Changing the Game – High school athlete Mack Beggs made headlines when he became the Texas girls wrestling state champion for the second time. Despite his desire to wrestle against his fellow male opponents, Texas athletic rules force him to compete with young women. This film follows Beggs’ story along with two other transgender high school athletes to highlight the struggles of the fight for trans rights in high school athletic programs across the United States.

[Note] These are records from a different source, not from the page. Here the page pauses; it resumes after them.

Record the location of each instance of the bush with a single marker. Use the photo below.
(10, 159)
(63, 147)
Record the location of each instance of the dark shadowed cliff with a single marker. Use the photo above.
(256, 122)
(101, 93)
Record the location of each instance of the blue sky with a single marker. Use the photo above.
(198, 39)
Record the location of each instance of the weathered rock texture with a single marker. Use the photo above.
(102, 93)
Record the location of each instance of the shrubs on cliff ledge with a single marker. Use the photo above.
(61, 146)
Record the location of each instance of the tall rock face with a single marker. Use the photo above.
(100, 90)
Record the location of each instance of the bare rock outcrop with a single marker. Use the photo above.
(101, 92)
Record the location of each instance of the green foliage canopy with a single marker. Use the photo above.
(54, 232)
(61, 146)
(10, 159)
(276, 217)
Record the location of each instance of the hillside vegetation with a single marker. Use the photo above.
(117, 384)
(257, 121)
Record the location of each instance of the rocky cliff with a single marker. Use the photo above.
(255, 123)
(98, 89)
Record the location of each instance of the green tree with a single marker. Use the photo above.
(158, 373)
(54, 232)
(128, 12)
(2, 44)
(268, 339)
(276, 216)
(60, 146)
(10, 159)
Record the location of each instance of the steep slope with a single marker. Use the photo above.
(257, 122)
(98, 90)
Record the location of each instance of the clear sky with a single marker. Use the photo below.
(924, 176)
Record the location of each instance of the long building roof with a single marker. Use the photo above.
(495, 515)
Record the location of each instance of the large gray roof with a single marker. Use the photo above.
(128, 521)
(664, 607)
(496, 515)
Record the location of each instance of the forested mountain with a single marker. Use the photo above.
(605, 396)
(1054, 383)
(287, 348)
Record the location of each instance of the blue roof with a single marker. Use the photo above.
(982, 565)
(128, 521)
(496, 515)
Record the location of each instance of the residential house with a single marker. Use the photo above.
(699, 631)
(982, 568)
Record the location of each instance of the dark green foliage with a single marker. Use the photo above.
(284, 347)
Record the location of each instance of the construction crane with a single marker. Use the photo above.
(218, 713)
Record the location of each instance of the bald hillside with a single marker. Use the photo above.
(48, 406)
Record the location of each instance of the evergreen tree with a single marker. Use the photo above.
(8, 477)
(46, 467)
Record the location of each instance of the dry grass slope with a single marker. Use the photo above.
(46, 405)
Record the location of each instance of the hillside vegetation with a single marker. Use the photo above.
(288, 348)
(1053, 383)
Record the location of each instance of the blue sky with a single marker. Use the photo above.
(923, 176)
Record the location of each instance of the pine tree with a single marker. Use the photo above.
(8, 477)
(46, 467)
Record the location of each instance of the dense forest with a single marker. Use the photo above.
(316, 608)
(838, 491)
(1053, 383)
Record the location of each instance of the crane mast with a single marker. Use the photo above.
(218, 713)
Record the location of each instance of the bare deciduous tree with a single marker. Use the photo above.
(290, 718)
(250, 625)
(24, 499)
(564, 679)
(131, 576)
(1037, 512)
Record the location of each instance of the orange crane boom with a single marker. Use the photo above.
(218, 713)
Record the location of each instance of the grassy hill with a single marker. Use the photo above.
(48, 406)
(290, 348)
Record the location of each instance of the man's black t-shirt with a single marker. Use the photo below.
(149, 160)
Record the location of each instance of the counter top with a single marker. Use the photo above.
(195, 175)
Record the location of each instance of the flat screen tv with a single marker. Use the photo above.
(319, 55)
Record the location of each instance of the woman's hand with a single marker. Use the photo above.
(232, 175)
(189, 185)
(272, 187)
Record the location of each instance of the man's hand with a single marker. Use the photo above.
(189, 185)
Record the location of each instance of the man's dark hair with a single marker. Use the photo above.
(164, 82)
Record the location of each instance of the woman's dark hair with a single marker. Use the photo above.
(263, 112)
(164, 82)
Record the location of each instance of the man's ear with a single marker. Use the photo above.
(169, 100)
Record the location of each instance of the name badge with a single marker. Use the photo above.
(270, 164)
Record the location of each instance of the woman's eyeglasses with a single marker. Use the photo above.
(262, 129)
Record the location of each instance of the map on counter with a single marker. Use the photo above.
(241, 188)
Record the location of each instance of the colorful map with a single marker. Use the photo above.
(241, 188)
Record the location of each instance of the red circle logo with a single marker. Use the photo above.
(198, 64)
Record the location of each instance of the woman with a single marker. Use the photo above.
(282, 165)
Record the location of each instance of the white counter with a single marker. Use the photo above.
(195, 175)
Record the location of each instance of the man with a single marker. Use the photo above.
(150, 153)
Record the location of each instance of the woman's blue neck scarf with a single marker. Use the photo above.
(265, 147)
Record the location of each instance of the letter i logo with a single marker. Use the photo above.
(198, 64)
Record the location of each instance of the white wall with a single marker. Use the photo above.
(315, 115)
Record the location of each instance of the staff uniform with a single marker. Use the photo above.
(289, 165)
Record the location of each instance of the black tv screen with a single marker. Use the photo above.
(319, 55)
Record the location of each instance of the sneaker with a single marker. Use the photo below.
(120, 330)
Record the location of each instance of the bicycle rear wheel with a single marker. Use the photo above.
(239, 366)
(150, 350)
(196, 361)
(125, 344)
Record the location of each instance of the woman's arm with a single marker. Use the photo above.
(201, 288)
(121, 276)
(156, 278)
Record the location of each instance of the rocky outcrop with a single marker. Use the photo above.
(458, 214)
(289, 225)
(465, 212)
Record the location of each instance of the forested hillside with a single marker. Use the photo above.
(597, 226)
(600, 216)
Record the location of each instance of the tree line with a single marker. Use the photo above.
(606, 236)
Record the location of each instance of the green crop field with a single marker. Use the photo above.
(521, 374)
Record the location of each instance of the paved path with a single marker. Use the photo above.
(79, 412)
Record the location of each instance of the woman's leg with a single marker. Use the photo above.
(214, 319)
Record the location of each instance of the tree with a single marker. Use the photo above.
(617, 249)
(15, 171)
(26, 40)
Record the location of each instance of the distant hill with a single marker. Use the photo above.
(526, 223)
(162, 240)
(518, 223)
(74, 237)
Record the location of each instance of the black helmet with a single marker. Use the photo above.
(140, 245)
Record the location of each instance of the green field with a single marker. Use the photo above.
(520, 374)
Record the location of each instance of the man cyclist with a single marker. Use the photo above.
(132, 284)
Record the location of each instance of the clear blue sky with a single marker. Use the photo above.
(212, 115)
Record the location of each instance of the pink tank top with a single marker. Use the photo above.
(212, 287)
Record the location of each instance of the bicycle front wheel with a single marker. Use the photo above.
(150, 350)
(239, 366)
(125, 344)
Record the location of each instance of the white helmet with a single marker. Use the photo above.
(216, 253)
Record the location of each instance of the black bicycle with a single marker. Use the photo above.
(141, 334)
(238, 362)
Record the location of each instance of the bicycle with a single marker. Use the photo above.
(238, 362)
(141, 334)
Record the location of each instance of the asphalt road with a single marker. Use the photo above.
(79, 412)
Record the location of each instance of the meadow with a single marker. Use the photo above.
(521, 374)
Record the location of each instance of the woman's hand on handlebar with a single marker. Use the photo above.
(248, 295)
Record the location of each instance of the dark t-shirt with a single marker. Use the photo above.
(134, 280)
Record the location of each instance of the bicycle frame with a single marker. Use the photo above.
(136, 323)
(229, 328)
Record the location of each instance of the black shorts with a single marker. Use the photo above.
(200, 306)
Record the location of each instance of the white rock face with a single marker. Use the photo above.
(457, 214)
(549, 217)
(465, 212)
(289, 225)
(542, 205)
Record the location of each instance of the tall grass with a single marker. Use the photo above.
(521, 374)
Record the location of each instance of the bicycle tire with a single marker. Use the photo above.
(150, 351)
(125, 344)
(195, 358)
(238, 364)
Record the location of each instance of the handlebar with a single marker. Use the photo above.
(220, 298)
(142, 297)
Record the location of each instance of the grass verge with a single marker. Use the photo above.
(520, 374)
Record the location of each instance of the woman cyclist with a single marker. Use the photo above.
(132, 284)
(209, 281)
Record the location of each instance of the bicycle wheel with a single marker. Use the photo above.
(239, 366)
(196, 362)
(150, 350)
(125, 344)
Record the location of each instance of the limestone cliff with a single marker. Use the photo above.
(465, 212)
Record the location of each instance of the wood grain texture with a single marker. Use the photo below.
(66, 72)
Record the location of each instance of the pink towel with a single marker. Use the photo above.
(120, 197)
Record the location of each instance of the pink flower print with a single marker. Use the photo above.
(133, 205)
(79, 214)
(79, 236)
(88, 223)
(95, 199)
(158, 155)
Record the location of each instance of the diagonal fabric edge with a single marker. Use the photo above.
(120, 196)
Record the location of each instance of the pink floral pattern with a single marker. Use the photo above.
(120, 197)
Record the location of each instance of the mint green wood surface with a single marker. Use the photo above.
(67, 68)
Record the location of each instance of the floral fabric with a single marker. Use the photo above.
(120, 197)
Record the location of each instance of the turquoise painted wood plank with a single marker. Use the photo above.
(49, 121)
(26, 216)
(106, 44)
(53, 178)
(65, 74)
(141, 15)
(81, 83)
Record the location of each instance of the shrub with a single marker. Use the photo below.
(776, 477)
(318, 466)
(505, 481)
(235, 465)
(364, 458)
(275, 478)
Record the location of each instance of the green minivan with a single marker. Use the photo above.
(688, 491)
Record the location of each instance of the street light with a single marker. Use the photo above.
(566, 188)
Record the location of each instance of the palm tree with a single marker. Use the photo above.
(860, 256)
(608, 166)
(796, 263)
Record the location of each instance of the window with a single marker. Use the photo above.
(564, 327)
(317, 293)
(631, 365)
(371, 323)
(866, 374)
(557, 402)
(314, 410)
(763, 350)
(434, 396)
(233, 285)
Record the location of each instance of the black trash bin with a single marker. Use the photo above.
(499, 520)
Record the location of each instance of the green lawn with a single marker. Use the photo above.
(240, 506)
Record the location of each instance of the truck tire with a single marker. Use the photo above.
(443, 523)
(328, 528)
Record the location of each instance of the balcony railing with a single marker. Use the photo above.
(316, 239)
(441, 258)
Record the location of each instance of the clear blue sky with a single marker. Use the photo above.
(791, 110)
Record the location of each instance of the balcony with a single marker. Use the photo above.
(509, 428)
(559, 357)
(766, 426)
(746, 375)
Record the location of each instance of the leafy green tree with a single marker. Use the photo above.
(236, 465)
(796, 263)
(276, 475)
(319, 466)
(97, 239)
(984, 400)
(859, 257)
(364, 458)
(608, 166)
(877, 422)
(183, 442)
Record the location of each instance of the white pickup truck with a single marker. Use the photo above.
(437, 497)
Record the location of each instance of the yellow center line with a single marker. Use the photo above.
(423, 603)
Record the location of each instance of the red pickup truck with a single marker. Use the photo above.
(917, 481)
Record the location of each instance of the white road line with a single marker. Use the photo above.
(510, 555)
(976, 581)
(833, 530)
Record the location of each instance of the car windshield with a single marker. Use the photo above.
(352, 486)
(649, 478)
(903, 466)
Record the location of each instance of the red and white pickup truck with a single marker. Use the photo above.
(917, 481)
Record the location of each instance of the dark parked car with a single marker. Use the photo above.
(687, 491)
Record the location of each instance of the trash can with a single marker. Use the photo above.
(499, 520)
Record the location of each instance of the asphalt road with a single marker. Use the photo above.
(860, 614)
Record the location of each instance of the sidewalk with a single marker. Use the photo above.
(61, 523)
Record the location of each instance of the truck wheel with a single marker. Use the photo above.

Gay Chorus Deep South – In response to a wave of discriminatory anti-LGBTQ laws and the divisive 2016 presidential election, the San Francisco Gay Men’s Chorus embarks on a tour of the American South. The conversations and connections that emerge offer a glimpse of a less divided America, where the things that separate us are set aside by the power of music, humanity, and a little drag.
Portrait of a Lady on Fire (France) – In eighteenth century France, Héloïse has rejected her mother’s attempts to commission a portrait which will lead to marriage. As a result, her newest painter, Marianne, must masquerade as a lady’s maid during the day to paint her subject by night. As the portrait materializes, an unlikely relationship blossoms between the two women as Héloïse enjoys her last moments of untethered bliss.
Queen of the Capital – Muffy Blake Stephyns and her everyday persona, Daniel, must navigate her bureaucratic day job in the Department of Labor in Washington D.C., all while balancing her role in the Imperial Court of Washington D.C., a philanthropic organization full of drag queens, drag kings, and other vibrant performers. This documentary illuminates the thriving D.C. drag scene and explores the story of an individual on a crusade for the community.
To the Stars – In a small town in 1960s Oklahoma, reclusive teen Iris forges a friendship with Maggie, the worldly but reckless new girl, who homes in on Iris’s untapped potential and coaxes her out of her shell. This subtle black-and-white film about friendship, growth and hope reveals the courage of individuals forced to take drastic measures when they’re made to stand up for themselves.
Trixie Mattel: Moving Parts – As the charming drag persona of Milwaukee-raised Brian Firkus, Trixie Mattel does it all; filming Drag Race All Stars, managing personal projects, recording a new album, and navigating relationships including an unexpected fallout with close friend and web series co-star Katya Zamolodchikova. This documentary is a raw and deeply personal portrait of the pitfalls of success and the endless churn of being a professional performer, singer, and comedian.